Signalons d’ailleurs que le problème évoqué ici avec les conducteurs de drones ne concerne pas qu’eux. Avec la puissance de la surveillance numérique, les soldats sur le terrain peuvent eux aussi être instrumentalisés par les officiers supérieurs. Ceux-ci voient le champ de bataille comme s’ils y étaient depuis leur bureau climatisé situé à l’autre bout de la planète, et ils sont tentés d’imposer leurs choix à des combattants de terrain qui peuvent estimer être mieux placés qu’eux pour prendre les bonnes décisions. Avec, là encore, le risque de susciter chez des soldats l’impression d’être traités… comme des robots.

 

Un excès d’empathie ?

Tommy Egan serait-il décidément trop sensible ? Autrement dit, souffrirait-il d’un excès d’empathie pour les victimes? Dans sa définition la plus courante, l’empathie et la capacité de se mettre à la place de l’autre. Le soldat est invité à le faire avec ceux de son camp et incité à renoncer à toute forme d’empathie pour ses ennemis. La guerre numérique et robotisée à laquelle participe Tommy Egan l’empêcheraient-elles de pratiquer cet indispensable inhibition de la capacité d’empathie en temps de guerre ? En tout cas, il ne manque pas d’empathie pour ses camarades. A un moment du film, un groupe de six soldats sur le terrain lui demandent de veiller sur eux pendant leur sommeil. Le pilote de drone peut en effet observer le territoire alentour et prévenir une attaque ennemie. Grâce à cette protection, les militaires sur le terrain passent une bonne nuit. Tommy Egan rentre ce matin-là heureux chez lui et déclare à sa femme: « cette nuit, j’ai fait quelque chose de bien ».

Mais Tommy Egan n’est pas non plus hostile à l’utilisation de la violence pourvue qu’il en ressente l’utilité. La preuve en est qu’à la fin du film, après avoir pris soin de débrancher tous les systèmes d’enregistrement, il s’offre le plaisir d’envoyer les « feux de l’enfer » sur un taliban qu’il a vu violer à deux reprises une femme dans une cour. Pour lui, à ce moment-là, la relation de cause à effet ne souffre aucun doute.
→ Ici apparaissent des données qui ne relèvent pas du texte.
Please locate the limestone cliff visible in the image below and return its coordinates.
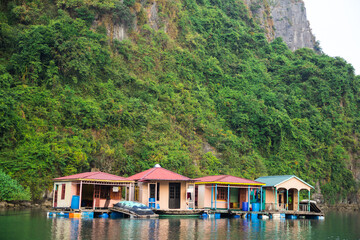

On peut penser que la peine de mort soit une punition excessive pour deux viols, mais cette disproportion ne lui pose aucun problème. Seul importe pour lui à ce moment la possibilité d’établir un lien entre un préjudice auquel il a assisté et la punition du coupable. Autrement dit, le message essentiel de ce film pourrait être moins humaniste qu’il n’y paraît. C’est plutôt le fonctionnement de la chaîne de commandement qu’il interroge que la politique des frappes par drone qui s’est d’ailleurs généralisée sous le gouvernement Obama. Good Kill nous appelle finalement moins à la compassion pour les victimes qu’il ne montre la nécessité, pour les exécutants, de pouvoir donner du sens aux ordres qu’ils sont chargés d’appliquer. Justement pour éviter le sentiment d’être traité comme un robot, c’est-à-dire comme un être sans émotions ni état d’âme. En attendant probablement qu’un vrai robot ne s’installe devant le pupitre et n’obéisse à la voix anonyme de telle manière que plus personne ne soit tenté d’éprouver la moindre jouissance, comme ceux qui crient « good kill » à chaque cible frappée, ni non plus aucune culpabilité, comme le soldat Tommy Egan. Pour comprendre la guerre robotisée, il faudra décidément renoncer à tout ce que nous croyons savoir sur la guerre.

 

Bibliographie

 

Danet D., Hanon J.P., De Boisboissel G. (2012). Robots on the Battlefield, Contemporary Issues and Implications for the Future, Combat Studies Institute press, US Army Combined Arms Center, Fort Leavenworth, Kansas & Ecoles de Saint-Cyr Coëtquidan.

 

Singer P.W. (2009). Wired for war: the robotics revolution and conflict in the 21st century, New York, Penguin.